Optimal Combinatorial Library Design from a Computational Complexity Perspective

Wei Xie and Nick Sahinidis. Chemical and Biomolecular Engineering, University of Illinois, 600 South Mathews Avenue, Urbana, IL 61801

Designing proteins with novel or improved functions via combinatorial libraries involves first mutating or recombining existing sequences and then exploring the resultant sequences. Comparing to the traditional sequence design approaches that require detailed knowledge of protein structure and function, combinatorial library design approaches are more straightforward to implement, and prove quite successful in practice [1]. An indispensable component for a successful library design approach is a powerful computational method that balances diversity and activity. Although quite a few computational studies [2, 3] have been conducted in the past, no detailed computational complexity analysis exists analyzing the inherent difficulty of the proposed models, i.e., how efficiently they can be solved. Such analysis would provide important guidelines for the development of models and efficient algorithms for this problem.
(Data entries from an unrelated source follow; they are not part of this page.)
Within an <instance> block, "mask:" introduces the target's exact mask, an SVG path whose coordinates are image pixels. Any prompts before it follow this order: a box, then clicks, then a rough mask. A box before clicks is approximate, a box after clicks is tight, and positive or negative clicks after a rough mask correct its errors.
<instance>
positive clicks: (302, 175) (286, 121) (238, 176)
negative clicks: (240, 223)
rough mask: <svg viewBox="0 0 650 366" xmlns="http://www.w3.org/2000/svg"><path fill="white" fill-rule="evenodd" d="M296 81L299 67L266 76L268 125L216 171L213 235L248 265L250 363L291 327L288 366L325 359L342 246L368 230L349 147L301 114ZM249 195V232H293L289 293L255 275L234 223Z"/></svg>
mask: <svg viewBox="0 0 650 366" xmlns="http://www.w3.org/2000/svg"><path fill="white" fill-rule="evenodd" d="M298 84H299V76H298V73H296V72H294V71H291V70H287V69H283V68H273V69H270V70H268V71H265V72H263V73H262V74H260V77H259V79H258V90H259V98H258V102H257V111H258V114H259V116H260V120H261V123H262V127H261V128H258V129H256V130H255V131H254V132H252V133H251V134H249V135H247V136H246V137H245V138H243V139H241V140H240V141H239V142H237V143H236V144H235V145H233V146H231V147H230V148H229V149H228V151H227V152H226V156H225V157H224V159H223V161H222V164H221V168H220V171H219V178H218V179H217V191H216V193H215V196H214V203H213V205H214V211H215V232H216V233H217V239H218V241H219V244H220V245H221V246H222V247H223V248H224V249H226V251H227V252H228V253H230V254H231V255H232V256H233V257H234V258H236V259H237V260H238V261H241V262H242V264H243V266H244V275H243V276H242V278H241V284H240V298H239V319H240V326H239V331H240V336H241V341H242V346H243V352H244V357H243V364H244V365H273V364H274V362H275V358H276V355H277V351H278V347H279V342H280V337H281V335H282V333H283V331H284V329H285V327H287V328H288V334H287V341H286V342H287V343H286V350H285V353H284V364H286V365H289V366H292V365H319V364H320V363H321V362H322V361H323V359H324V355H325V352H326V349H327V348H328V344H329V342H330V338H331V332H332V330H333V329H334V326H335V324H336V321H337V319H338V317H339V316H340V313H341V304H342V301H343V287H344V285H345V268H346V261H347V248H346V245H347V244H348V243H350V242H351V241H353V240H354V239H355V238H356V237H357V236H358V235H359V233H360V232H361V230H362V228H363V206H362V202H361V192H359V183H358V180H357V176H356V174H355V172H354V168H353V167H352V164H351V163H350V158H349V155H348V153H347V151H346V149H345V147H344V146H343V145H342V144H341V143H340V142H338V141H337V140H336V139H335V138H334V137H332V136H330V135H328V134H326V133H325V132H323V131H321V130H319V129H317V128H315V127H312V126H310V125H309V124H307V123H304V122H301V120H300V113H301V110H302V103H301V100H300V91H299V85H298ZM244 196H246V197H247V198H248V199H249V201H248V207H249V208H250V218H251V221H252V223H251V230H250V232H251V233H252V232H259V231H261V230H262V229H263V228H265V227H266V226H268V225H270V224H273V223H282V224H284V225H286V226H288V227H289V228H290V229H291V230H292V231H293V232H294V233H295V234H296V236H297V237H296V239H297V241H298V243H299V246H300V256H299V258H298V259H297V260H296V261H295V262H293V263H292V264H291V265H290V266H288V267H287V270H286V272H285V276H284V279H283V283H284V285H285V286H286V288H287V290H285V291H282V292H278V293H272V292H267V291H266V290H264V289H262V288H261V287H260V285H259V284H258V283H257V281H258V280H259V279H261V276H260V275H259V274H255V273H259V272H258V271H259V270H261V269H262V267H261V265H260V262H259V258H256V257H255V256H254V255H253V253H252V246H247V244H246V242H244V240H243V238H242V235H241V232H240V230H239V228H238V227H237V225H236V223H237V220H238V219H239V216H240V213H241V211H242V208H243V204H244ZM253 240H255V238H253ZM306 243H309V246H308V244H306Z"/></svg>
In this talk, we analyze combinatorial library design from a computational complexity perspective, and reach several interesting conclusions. First, we show that existing models for combinatorial library design vary substantially in difficulty. While some models are fairly easy in that they admit low-order polynomial-time algorithms, other models are NP-hard and may demand exponential time to solve. In the course of this analysis, we discover a key mathematical property for the design of efficient algorithms for the general combinatorial library design problem. By exploiting this property, we design a new and much faster algorithm than the existing popular RASPP algorithm [2] for the sequence-independent site-directed chimeragenesis (SISDC) protocol, thus demonstrating the importance of this new problem property.


[1] F. H. Arnold, Combinatorial and computational challenges for biocatalyst design, Nature, 409:253257, 2001.

[2] J. B. Endelman, J. J. Silberg, Z-G. Wang and F. H. Arnold, Site-directed protein recombination as a shortest path problem, Protein Engineering: Design & Selection, 17(7):589594, 2004

[3] M. C. Saraf, A. Gupta and C. D. Maranas, Design of combinatorial protein libraries of optimal size, Proteins: Structure, function, and bioinformatics, 60:769777, 2005.